3.4.24 Wild Lettuce

Wild Lettuce #

Binomial / Botanical Name Lactuca Virosa
Street Names Bitter Lettuce; Laitue Vireuse; Opium Lettuce
Major Active Compound Lactucin; Lactucopicrin
Indigenous Source Europe; Asia; Australia
Form Leaves
RoA Smoked / Oral
Personal Rating On Shulgin Scale + / +

SUBJECTIVE EXPERIENCE #

It is easy to confuse this with the common lettuce, as purchased from the supermarket. Whilst I should categorically state that it is a different member of the genus, I should add that there is more to the family itself than meets the eye.

I purchased a pack of wild lettuce in Australia, as a self-help remedy for jet lag. I simply couldn’t sleep through the nights. My experiments with this were therefore undertaken at unconventional times: I smoked it from a small pipe at 3am and 4am respectively.

Did it work?

No, at least to the extent that it didn’t send me to sleep. I continued to toss and turn hopelessly.

Was it psychoactive?

Yes. Even though I already felt rather strange, courtesy of the jet lag, this changed the complexion of the feeling slightly.

There was a definite sedation, as there was the following day when I consumed this as tea. It was more anxiolytic than sleep inducing, with a heady presence. Perhaps the latter is what causes some users to claim that it has an opium type feel; something which I didn’t really notice.

Although minor, a background form of sedating psychoactivity was certainly in play, via both RoA’s.

THE IMPULSE OF YOUTH #

As an aside, this was not my first experiment with the lettuce family. Many years ago, I read somewhere that all lettuces were, to some degree, psychoactive.

Whether this was true or not, the impulse of youth drove me to purchase two whole lettuces, and eat them, or at least, eat as much as I possibly could. This amounted to approximately one lettuce and a half.

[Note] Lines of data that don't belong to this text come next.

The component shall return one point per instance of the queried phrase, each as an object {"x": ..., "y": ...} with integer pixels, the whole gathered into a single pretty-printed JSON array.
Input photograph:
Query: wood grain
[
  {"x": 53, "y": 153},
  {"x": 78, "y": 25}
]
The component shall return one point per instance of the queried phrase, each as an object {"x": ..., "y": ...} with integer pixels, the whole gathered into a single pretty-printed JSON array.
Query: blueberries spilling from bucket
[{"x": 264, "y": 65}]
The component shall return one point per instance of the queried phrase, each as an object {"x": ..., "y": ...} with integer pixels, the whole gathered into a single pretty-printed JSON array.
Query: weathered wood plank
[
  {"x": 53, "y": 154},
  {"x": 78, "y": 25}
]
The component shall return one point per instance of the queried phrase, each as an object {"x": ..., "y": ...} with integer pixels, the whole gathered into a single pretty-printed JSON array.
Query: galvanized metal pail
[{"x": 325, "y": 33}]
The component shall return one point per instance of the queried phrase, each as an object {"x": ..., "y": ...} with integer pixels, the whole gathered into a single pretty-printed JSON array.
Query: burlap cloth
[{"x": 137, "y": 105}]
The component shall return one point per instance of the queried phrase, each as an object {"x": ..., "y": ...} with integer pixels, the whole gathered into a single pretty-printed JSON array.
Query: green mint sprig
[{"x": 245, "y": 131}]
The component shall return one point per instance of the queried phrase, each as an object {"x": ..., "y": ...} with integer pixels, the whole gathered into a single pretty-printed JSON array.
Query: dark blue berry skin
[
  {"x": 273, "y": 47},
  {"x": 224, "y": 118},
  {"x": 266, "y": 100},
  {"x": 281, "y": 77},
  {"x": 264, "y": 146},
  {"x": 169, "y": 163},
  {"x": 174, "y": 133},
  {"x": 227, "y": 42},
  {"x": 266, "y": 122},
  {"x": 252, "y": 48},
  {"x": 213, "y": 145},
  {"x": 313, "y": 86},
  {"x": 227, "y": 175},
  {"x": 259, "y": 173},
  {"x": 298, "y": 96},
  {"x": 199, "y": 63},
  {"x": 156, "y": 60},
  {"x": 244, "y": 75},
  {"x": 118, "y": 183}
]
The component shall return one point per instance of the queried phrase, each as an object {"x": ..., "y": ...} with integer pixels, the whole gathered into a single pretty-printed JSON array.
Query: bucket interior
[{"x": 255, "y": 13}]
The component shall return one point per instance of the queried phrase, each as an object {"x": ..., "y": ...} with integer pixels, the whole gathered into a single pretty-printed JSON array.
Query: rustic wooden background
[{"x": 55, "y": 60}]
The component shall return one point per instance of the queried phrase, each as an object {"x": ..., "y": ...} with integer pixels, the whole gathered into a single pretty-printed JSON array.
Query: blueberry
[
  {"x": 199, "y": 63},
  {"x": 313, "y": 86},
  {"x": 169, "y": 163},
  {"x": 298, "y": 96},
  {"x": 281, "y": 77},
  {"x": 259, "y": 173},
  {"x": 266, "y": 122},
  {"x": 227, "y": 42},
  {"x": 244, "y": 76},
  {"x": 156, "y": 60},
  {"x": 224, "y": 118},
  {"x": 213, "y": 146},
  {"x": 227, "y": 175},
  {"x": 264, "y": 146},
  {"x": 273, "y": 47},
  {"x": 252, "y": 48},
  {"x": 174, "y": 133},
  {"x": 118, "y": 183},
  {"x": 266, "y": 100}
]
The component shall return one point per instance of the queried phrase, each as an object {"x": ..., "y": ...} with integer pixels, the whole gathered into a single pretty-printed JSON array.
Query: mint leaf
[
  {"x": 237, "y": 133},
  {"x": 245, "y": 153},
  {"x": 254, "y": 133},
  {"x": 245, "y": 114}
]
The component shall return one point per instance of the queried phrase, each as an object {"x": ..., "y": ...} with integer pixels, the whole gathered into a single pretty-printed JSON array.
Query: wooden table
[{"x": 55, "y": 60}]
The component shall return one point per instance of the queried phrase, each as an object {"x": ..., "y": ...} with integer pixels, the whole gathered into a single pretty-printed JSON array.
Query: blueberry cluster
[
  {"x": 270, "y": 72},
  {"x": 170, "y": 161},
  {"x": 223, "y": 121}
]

I have no idea which type of lettuce these were, but they were procured as normal lettuces from a normal grocer.

I ate them in the evening, and dropped into a deep and extremely long sleep (10+ hours) a few hours later. At the time I was astonished, and never saw the humble lettuce in the same light again.

During the research for this book, I discovered that perhaps there is something to it, as lettuce is often promoted as a natural remedy for insomnia.